Let \(\Omega\) (Omega) be a set with \(x\) as an outcome of a random variable \(X\). Let \(A\) be a subset of \(\Omega\). Denote the indicator function of the set A as \(I_A(\cdot)\) and define it as:
\[\mathbf{1}_A(x) = \begin{cases}1 & \text{if } x\in A \\ 0 & \text{if }x \notin A \end{cases}\]
If \(x\) is in the set A then the indicator function is 1 and if \(x\) is not in the set A then the indicator function is zero. Sometimes this indicator function is called the characteristic function.
\[\mathbf{1}_{A'}(x) = 1 - \mathbf{1}_A(x)\]
\[\mathbf{1}_{A \cap B}(x) = \mathbf{1}_{A}(x) \cdot \mathbf{1}_{B}(x)\]
\[\mathbf{1}_{A_1 \cap A_2 \cap \ldots \cap A_{n}}(x) = \mathbf{1}_{A_1}(x) \cdot \mathbf{1}_{A_2}(x) \cdot \ldots \cdot \mathbf{1}_{A_n}(x)\]
\[\mathbf{1}_{A \cup B}(x) = \mathbf{1}_A(x) + \mathbf{1}_B(x) - \mathbf{1}_{A \cap B}(x)\]
\[(\mathbf{1}_{A}(x))^2 = \mathbf{1}_A(x)\]
\[\text{E}[\mathbf{1}_{A}(x)] = 1 \cdot \text{P}(A) + 0 \cdot \text{P}(A') = \text{P}(A)\]
\[\text{Var}(\mathbf{1}_A(x)) = \text{P}(A)\cdot(1 - \text{P}(A))\]
The proofs of these properties are not too difficult.
Example One (Heaviside Step Function)
Having the set \(A\) as the positive half-line \([0, \infty)\) makes the indicator function into the (right-continuous) Heaviside step function.
\[\mathbf{1}_{[0, \infty)}(x) = \begin{cases}1 & \text{if } x \in [0, \infty) \\ 0 & \text{if } x \notin [0, \infty) \text{ or } x \in (- \infty, 0) \end{cases}\]
Example Two - Changing Integral Bounds Examples
Let \(f(x)\) be any (non-random) function.
The integral \(\int_{-\infty}^{+\infty} f(x) \cdot \mathbf{1}_{(0,1)} \text{ d}x\) becomes \(\int_{0}^{1} f(x) \text{ d}x\).
The second case involves the integral \(\int_{-\infty}^{+\infty} f(x) \cdot \mathbf{1}_{[0,1]} \text{ d}x\) being equal to \(\int_{0}^{1} f(x) \text{ d}x\).
This integral \(\int_{-\infty}^{+\infty} f(x) \cdot \mathbf{1}_{(0,\infty)} \text{ d}x\) becomes \(\int_{0}^{\infty} f(x) \text{ d}x\).
And the integral \(\int_{-\infty}^{+\infty} f(x) \cdot \mathbf{1}_{[0,\infty)} \text{ d}x\) becomes \(\int_{0}^{\infty} f(x) \text{ d}x\).
Note that the integral at a single point is zero.
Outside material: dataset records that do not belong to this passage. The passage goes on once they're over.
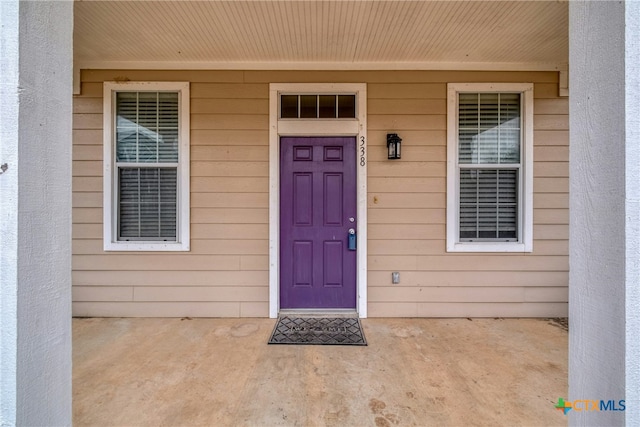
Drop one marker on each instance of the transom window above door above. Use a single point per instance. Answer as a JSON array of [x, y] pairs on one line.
[[317, 106]]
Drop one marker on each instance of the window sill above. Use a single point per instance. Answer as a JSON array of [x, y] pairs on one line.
[[146, 247], [489, 247]]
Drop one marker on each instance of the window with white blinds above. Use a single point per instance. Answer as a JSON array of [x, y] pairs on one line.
[[489, 183], [148, 170]]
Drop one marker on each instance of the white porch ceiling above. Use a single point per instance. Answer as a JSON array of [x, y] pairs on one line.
[[322, 34]]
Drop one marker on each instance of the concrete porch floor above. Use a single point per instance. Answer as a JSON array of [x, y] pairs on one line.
[[221, 372]]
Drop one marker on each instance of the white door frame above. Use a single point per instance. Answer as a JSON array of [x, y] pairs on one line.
[[319, 127]]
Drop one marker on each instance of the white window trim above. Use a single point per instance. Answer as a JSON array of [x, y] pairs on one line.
[[111, 243], [525, 242]]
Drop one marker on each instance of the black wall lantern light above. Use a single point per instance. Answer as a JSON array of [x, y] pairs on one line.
[[393, 146]]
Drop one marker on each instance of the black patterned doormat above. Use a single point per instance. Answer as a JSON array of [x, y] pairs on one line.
[[318, 331]]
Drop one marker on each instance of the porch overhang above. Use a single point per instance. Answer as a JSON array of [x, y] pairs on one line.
[[322, 35]]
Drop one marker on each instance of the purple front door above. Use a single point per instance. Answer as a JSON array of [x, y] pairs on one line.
[[317, 210]]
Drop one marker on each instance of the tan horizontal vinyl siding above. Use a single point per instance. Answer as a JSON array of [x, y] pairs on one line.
[[407, 210], [226, 271]]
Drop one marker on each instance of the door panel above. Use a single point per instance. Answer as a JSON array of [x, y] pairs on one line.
[[317, 203]]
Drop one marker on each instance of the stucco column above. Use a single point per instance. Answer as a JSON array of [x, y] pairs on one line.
[[604, 225], [35, 212]]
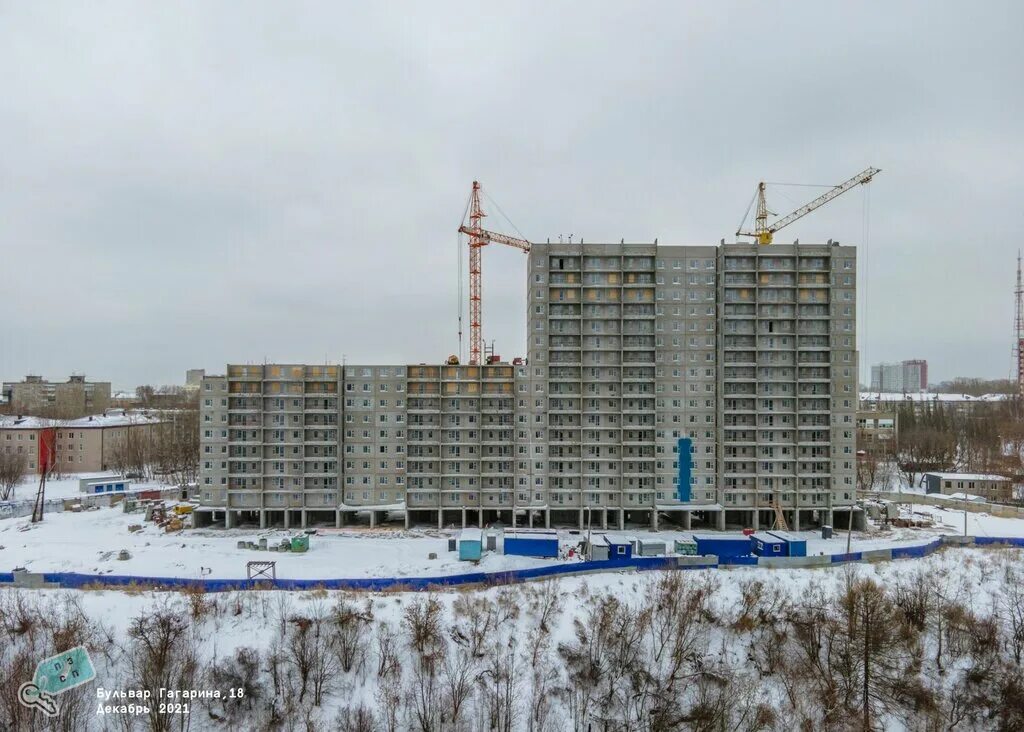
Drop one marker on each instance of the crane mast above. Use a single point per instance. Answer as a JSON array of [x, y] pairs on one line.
[[478, 239], [764, 232], [1019, 328]]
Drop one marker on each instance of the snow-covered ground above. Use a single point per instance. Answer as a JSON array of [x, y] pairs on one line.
[[89, 543], [529, 633]]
So using \([0,\infty)\) versus \((0,\infty)\) for example does not really matter.
Here are a few more properties of the indicator functions.
\(\text{max}(A - B, 0) = (A - B)^{+} = (A - B) \cdot \mathbf{1}_{A \geq B}\) since the max function is at least 0.
But \(\text{max}(A - B, 0)\) can also be expressed as \(- \text{min}(B - A, 0)\) which is equal to:
\[- (B - A) \cdot \mathbf{1}_{B\text{ }\leq\text{ } A} = (A - B) \cdot \mathbf{1}_{A \text{ }\geq\text{ } B}\]
With the max function, if A is greater than B then the indicator function is a 1 and we choose \((A - B)\) which is greater than \(0\). Otherwise the indicator is 0 since A is less than B which makes (A-B) less than 0 and we choose a maximum of 0.
With the min function, if B is less than A then the indicator function is a 1 and we choose \((B - A)\) which is less than 0. Otherwise the indicator is 0 since B is greater than A and we choose a minimum of 0.
The negative in front of the \(\text{min}(B - A , 0)\) was needed to match the \(\text{max}(A - B, 0)\) function.
All I can think of is that indicator functions (characteristic functions) are used in (Graduate) probability theory, and in financial mathematics (Options Pricing).
Indicator functions provide conveniences in notation. These functions are also found in pure math topics such as real analysis and measure theory. Indicator functions can also be found in statistical factorial designs.